# Check this yote out. My brother in laws catch..



## landen (Dec 26, 2010)

my brother in laws catch he is all pumped up. he said he walk in and all around he heard other yotes howling.iam going to do a set sat mornin.


----------



## youngdon (Mar 10, 2010)

He's a big one with a nice coat.


----------



## El Gato Loco (Jan 15, 2010)

He's gonna look real nice on the wall.


----------



## On a call (Mar 3, 2010)

Hey...did you see the tread on the competition hunt in Pa this month ?


----------



## landen (Dec 26, 2010)

no i didnt see about the competition.what is it.


----------



## SWAMPBUCK10PT (Apr 5, 2010)

*Nice Dog Congrad your Bro_______SB*


----------



## wvcoyote (Mar 14, 2010)

nice big dog there. when go do your set remember the advice that was posted on other threads , be versitile and have fun.


----------



## landen (Dec 26, 2010)

iam ready clothes are washed in scent free stuff in a bag. gun ready shooting sticks came in mail today ..I can hardly wait..


----------



## On a call (Mar 3, 2010)

landen said:


> no i didnt see about the competition.what is it.


Here is the post...I am not sure how to refer to it by clicking ...but look in the discussion forums

PA Statewide Coyote Hunt - $5000 Guarenteed - FoxPro Giveaways

That could have been a $ 5000 dollor dog


----------



## RoughNeck (Mar 16, 2010)

Hey nice lookin yote, Hey OaC there's a tourny this weekend in Levelland TX also, gonna be fun there me, my brother an maybe Chris tryin to get in it.

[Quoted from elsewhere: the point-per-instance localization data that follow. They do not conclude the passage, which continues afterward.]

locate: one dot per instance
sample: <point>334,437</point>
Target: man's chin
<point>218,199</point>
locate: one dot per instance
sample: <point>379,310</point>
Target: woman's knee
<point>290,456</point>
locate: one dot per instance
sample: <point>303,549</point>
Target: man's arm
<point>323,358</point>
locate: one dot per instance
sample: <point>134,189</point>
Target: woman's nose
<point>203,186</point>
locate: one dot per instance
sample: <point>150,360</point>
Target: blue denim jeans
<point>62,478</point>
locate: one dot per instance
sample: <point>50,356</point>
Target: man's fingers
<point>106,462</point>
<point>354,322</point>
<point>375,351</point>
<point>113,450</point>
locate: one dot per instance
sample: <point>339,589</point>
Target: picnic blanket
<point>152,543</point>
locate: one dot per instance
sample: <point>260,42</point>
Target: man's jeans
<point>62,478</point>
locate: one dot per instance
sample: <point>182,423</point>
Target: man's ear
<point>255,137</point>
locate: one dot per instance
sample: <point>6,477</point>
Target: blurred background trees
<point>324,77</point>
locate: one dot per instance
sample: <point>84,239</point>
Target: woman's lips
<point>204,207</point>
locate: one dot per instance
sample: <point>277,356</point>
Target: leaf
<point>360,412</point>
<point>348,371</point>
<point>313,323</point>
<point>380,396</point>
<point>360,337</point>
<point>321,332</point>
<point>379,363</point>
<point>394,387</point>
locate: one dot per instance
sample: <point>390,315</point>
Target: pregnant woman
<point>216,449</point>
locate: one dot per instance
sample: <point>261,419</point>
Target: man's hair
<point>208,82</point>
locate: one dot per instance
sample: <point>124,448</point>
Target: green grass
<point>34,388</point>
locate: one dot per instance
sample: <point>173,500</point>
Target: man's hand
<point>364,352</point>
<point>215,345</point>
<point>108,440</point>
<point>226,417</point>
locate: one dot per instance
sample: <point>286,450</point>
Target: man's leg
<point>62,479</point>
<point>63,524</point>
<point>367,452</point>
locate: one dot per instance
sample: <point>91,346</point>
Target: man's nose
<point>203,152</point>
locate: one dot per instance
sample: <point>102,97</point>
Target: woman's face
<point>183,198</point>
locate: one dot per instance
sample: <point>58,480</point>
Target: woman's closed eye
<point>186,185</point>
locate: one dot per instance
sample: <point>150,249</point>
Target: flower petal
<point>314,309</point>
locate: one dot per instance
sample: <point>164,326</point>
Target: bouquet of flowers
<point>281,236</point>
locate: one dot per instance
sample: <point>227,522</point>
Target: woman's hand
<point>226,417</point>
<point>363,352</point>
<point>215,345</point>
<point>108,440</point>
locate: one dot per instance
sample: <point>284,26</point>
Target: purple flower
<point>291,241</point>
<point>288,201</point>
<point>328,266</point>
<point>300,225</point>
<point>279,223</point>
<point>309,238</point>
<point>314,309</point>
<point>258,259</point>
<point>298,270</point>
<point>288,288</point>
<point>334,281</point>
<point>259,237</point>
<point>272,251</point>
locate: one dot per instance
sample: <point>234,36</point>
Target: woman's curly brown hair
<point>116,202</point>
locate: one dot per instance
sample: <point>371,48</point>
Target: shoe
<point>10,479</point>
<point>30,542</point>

Big cat,Big yote,most points win, last year paid $1500.00 for 1st might be bigger this year, got my new camera so there will be pic's this time ( only if Chris shows me how to work it







)


----------



## El Gato Loco (Jan 15, 2010)

RoughNeck said:


> Hey nice lookin yote, Hey OaC there's a tourny this weekend in Levelland TX also, gonna be fun there me, my brother an maybe Chris tryin to get in it. Big cat,Big yote,most points win, last year paid $1500.00 for 1st might be bigger this year, got my new camera so there will be pic's this time ( only if Chris shows me how to work it
> 
> 
> 
> ...


I'm there brother! I'm driving 6+ hours to come hang with you loons, you can bet your arse there will be pictures!


----------



## On a call (Mar 3, 2010)

Well you shooters live just a little to far for this ol boy for a dog shoot. But I sure would like to !!! I will be heading up to my trapping grounds to set beaver traps with my daughter and son. Last week got cut shore due to truck problems. Nothing like yours though Chris.

Good luck !! knock em silly


----------



## hassell (Feb 9, 2010)

Chris Miller said:


> I'm there brother! I'm driving 6+ hours to come hang with you loons, you can bet your arse there will be pictures!


 Good Luck Guys- make sure you take lots of black powder for the flash pan HA!!


----------